Continuous improvement in the speed and functionality of IC has been achieved by a dramatic reduction in the sizes of transistors and interconnection elements. Key to achieving this reduction has been the ability to improve the thickness and compositional uniformity of the metals, dielectrics, and semiconducting materials deposited on the substrate.

Over the past 10 years, sputtering has replaced evaporation as the technology of choice for depositing thin films of metal on IC. Sputtering offers advantages of better control of alloy composition, such as from an Al-Cu-Si alloy target, as well as in situ sputter etching, good thickness uniformity, and superior adhesion. In addition, deposition of refractory metals is generally achieved much better by sputtering than by evaporation.

Low-pressure chemical vapor deposition (LPCVD) is another major technological improvement of the past 10 years.

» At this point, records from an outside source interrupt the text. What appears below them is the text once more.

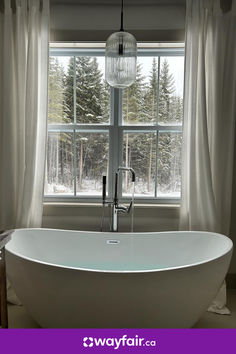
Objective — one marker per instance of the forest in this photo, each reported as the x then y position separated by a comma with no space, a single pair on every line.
77,158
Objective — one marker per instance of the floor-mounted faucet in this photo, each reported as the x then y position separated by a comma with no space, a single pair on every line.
116,207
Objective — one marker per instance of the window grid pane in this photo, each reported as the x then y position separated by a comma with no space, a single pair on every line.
157,142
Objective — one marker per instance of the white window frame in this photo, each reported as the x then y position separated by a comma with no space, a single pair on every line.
115,129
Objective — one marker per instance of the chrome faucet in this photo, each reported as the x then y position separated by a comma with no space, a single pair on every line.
116,208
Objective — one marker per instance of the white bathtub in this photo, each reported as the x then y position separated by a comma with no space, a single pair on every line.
88,279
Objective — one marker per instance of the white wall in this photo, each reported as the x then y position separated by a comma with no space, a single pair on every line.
68,21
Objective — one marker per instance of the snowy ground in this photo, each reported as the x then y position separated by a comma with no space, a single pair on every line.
92,188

By reducing the deposition pressure to the 1- to 10-Tort range, significant improvements in film quality, cleanliness, and uniformity have been achieved for dielectric and polysilicon depositions. Thickness uniformities of 2 to 3 percent are routinely achieved by batch LPCVD systems. The ability of LPCVD to uniformly and conformally cover very large aspect ratio features has been a major contributor to the ability to manufacture megabit random access memories (RAMs). Selective LPCVD of tungsten shows great promise for improving the reliability of IC interconnections and for increasing their performance (Bertagnolli et al., 1988; Kaanta et al., 1988). Figure 4-2 illustrates interconnect cross-sections with and without tungsten via plugs. An extension of the via-fill method has been used to form a fully planarized refractory metal interconnect scheme (Thomas et al., 1988).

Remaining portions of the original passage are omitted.